Research by psychologist René Proyer shows how play can strengthen communication, resilience, and overall relationship satisfaction. 

He counted four types of relationship-enhancing playfulness: “Other-directed playfulness involves good-natured teasing of [the] other. Lighthearted playfulness involves seeing life as more like a game than a battlefield. Intellectual playfulness: People like to play with ideas and solve puzzles. Whimsical playfulness: Liking unusual activities, people, or objects.”

Do you still enjoy sex?

Your sex life is your sex life: It is individual to you, says Johnston.

“Don’t measure yourself against something you’ve seen in a film or heard about in some anecdotal scenario. Sometimes people get caught up on the frequency of sex: That’s not what it’s about [either].

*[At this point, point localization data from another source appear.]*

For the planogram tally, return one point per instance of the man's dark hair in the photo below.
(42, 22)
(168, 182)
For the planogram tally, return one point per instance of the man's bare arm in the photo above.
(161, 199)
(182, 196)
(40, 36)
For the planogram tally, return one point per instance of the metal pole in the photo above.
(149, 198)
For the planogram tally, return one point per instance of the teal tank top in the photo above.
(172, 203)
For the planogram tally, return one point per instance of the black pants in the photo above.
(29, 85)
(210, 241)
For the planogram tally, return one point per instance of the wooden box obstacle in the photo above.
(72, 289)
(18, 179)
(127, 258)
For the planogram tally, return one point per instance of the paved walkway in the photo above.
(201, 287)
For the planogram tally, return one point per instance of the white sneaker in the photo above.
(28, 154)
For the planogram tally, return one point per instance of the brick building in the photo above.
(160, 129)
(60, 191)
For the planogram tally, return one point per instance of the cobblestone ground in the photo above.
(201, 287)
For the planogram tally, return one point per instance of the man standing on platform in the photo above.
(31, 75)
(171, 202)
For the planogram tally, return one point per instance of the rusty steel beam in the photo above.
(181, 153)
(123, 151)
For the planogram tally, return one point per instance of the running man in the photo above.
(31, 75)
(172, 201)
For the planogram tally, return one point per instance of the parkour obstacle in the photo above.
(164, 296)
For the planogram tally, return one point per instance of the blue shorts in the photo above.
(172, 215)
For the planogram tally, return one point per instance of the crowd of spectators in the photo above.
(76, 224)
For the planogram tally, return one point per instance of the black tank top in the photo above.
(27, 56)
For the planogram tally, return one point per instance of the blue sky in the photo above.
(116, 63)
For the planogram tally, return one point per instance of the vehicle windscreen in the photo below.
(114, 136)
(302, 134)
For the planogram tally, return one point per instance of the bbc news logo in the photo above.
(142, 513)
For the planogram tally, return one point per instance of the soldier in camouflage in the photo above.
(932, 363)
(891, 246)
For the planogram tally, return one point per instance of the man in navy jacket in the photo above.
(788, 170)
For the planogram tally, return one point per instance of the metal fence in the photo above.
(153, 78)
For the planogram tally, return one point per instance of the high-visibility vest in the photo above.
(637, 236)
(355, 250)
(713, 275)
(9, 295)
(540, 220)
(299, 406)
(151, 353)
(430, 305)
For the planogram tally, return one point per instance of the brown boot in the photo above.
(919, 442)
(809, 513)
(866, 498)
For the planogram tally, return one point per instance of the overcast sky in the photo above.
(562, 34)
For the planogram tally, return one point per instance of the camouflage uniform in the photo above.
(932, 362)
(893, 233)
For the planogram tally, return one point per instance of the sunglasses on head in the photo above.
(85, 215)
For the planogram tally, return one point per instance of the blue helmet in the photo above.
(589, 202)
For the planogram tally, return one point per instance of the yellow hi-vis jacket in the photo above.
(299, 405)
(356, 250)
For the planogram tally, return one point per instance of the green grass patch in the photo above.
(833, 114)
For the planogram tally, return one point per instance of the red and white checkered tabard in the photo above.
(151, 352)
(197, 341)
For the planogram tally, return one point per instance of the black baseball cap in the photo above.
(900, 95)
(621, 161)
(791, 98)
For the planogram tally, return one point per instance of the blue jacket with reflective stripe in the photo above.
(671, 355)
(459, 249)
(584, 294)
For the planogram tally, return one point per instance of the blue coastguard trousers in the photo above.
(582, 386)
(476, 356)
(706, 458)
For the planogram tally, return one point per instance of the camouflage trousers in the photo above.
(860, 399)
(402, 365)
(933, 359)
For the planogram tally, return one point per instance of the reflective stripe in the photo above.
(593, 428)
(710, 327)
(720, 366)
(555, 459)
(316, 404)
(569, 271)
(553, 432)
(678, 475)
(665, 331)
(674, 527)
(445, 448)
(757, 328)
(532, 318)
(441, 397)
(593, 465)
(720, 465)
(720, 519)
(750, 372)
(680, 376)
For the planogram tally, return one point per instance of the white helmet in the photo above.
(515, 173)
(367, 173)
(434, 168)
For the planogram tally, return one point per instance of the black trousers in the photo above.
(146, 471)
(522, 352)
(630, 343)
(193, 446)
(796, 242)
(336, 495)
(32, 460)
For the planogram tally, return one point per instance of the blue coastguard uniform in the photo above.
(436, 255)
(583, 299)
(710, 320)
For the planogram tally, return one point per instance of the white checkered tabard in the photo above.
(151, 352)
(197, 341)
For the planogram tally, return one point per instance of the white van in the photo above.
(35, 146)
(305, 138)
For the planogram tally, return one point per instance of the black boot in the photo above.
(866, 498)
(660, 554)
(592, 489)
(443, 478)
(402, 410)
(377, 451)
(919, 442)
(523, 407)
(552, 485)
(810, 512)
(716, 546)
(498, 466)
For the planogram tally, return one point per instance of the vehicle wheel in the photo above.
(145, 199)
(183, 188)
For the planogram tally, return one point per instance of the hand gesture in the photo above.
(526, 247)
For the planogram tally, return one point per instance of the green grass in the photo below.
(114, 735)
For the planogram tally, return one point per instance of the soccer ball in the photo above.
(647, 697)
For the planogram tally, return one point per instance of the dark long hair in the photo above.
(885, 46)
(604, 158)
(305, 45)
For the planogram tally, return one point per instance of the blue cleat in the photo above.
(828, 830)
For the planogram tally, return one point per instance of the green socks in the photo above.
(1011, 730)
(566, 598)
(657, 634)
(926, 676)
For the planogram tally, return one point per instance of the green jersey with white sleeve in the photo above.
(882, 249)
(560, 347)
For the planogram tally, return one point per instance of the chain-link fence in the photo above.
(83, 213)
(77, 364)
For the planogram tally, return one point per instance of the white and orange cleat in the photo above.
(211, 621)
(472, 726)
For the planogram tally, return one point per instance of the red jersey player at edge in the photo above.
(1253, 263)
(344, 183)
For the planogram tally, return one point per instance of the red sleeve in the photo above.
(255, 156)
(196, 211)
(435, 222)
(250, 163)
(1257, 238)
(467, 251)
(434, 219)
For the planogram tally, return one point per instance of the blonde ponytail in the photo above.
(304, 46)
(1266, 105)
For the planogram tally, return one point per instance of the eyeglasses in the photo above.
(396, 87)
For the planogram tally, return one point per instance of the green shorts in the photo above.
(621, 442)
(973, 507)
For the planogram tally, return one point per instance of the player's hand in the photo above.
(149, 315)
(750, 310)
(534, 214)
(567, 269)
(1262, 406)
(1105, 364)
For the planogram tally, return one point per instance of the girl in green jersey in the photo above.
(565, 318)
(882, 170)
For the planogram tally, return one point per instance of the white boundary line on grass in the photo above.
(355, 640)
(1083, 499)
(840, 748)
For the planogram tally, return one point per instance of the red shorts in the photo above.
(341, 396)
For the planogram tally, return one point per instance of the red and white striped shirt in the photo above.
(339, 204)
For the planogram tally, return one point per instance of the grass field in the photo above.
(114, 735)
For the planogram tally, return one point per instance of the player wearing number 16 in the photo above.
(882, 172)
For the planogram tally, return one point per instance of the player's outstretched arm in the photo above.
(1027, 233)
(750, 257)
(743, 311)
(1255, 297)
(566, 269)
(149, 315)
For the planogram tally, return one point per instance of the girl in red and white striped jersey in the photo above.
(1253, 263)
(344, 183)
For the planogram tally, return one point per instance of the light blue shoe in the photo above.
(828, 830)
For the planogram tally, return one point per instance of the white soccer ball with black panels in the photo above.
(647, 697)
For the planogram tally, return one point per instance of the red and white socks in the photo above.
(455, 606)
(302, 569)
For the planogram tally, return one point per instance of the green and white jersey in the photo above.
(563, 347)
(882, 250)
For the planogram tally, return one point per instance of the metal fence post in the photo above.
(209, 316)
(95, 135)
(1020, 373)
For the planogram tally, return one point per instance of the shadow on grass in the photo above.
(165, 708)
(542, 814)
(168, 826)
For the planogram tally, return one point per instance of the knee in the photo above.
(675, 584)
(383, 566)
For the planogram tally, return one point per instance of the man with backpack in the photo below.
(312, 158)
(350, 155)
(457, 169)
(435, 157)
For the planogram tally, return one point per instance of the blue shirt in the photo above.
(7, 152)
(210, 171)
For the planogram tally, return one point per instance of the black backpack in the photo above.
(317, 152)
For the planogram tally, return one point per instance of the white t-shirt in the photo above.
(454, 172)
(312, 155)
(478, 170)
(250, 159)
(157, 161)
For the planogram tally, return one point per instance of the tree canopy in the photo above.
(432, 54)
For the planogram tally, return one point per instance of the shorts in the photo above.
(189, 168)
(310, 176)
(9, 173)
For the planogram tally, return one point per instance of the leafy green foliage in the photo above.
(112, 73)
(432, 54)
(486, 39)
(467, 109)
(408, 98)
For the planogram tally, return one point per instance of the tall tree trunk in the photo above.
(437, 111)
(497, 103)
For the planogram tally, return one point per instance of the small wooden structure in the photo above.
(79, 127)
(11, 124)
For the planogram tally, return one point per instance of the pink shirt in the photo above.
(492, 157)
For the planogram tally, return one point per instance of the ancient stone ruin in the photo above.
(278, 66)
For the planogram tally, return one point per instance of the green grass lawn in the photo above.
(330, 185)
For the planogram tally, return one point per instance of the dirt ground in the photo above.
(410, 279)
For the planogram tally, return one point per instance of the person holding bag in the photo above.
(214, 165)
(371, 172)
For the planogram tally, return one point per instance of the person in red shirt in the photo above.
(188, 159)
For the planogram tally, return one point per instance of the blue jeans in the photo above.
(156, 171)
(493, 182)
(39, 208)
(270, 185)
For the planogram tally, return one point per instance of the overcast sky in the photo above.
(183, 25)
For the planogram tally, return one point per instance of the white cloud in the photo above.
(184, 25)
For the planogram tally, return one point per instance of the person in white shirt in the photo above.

“Be aware your sex life can ebb and flow over the years. Sometimes, there’ll be lots of sex, other times less (if children aren’t sleeping, one partner has a health condition, or is stressed at work), and that’s fine.

“Sex is broader than just one particular act. It’s about feeling close, about physical touch. It can be about romance and a nice atmosphere. Seeing it in its broadest terms, it’s getting warmth and comfort from one another’s bodies.

“It’s helpful if couples can talk to each other about what they like and don’t like to do sexually. And to always keep in mind that sex is mutual and about both pleasing and being pleased; and that consent is a must.”